Von Rudolf Krämer

Hochgeliebte Freunde,

ihr seht mich allein zurückgekehrt von der Fahrt, die wir zu siebent unternahmen. Die Hinfahrt endete in einer Katastrophe: außer mir fanden alle beim Aufprall auf dem fremden Planeten den Tod. Herbeigeführt wurde das Unglück durch geringe Fehler unserer Berechnungen über die Dichte der Lufthülle um den Planeten, den wir zu besuchen uns vorgenommen hatten.

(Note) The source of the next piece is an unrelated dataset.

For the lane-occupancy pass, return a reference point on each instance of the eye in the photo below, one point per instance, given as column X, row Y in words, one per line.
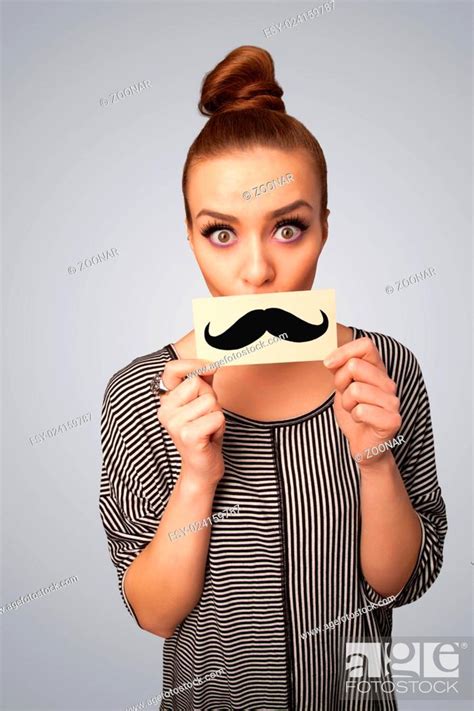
column 290, row 230
column 220, row 235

Inwiefern sich die Wesen, – welche die Erde – so kürzen sie die Beschreibung ihres Planeten ab – beherrschen, von uns unterscheiden, könnt ihr leicht an dem einen abnehmen, den ich mitgebracht habe und der auf das kurze Wort Piccard hört. Ein jeder von ihnen führt so ein Wort mit sich. Sie sagen, das sei ihr Name. Es ist ihre sonderliche Leidenschaft, jedem Wesen und Ding einen Namen anzuhängen, dann wieder in Gruppen zu sammeln und jede Gruppe zu benamen, und so fort, bis sie zu jenen Begriffen gelangen, die sie abstrakt nennen. Ihr werdet verwundert fragen, warum sie das tun.

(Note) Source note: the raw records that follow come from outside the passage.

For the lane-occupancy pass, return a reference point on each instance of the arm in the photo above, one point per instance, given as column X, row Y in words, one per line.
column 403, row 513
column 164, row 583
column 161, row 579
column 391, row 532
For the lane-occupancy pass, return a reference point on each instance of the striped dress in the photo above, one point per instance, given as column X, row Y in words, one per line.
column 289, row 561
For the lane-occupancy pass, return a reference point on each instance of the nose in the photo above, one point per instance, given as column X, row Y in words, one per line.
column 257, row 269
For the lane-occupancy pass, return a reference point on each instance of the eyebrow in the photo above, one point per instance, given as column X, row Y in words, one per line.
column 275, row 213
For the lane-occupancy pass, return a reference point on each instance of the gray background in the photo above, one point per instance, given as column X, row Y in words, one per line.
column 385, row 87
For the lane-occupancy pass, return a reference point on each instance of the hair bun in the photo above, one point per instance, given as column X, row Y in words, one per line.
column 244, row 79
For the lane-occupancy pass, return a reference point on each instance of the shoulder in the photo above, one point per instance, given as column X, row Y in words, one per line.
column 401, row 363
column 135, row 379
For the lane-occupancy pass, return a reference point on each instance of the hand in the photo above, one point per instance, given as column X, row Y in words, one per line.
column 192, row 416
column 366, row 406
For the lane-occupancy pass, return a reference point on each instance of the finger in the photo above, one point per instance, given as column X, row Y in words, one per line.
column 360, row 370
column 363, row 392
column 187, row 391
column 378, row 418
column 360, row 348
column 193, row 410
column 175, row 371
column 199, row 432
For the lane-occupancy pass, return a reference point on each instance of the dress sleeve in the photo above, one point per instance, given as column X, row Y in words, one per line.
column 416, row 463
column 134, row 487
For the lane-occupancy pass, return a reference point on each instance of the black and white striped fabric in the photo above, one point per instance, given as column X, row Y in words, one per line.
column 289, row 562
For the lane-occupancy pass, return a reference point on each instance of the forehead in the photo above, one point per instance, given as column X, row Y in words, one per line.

Ich schicke aber diese Beobachtung voraus, um euch auf ihr schwer begreifliches Wesen vorzubereiten und um verständlich zu machen, warum ich mich dort so viel anders betrug, als wir hier zu tun gewohnt sind. Ich verbarg die erstarrten Freunde unter Pflanzen, Grund und Steinen und tat desgleichen mit den zerbrochenen Stücken des Fahrgerätes, das wir uns nach vielem Denken und Rechnen gebaut hatten. Dann lebte ich eine Zeitlang bei Wesen, die das Feld bebauen und die sich Bauern nennen. Ich ging dann Stufe um Stufe zu andern Bildungen vor und gelangte allmählich zu denen, die sich die Gebildeten nennen. Allen gemeinsam ist der Name „Mensch“. Wiederum werdet ihr verwundert fragen, warum ich so stufenweise vorschritt und beharrlich verschwieg, wer ich war und wo ich herkam. Ihr seht, daß ich damit eine menschliche Eigenschaft ausübte, die wir nicht kennen und die sie Vorsicht nennen. Auch dies bleibe zunächst unaufgeklärt.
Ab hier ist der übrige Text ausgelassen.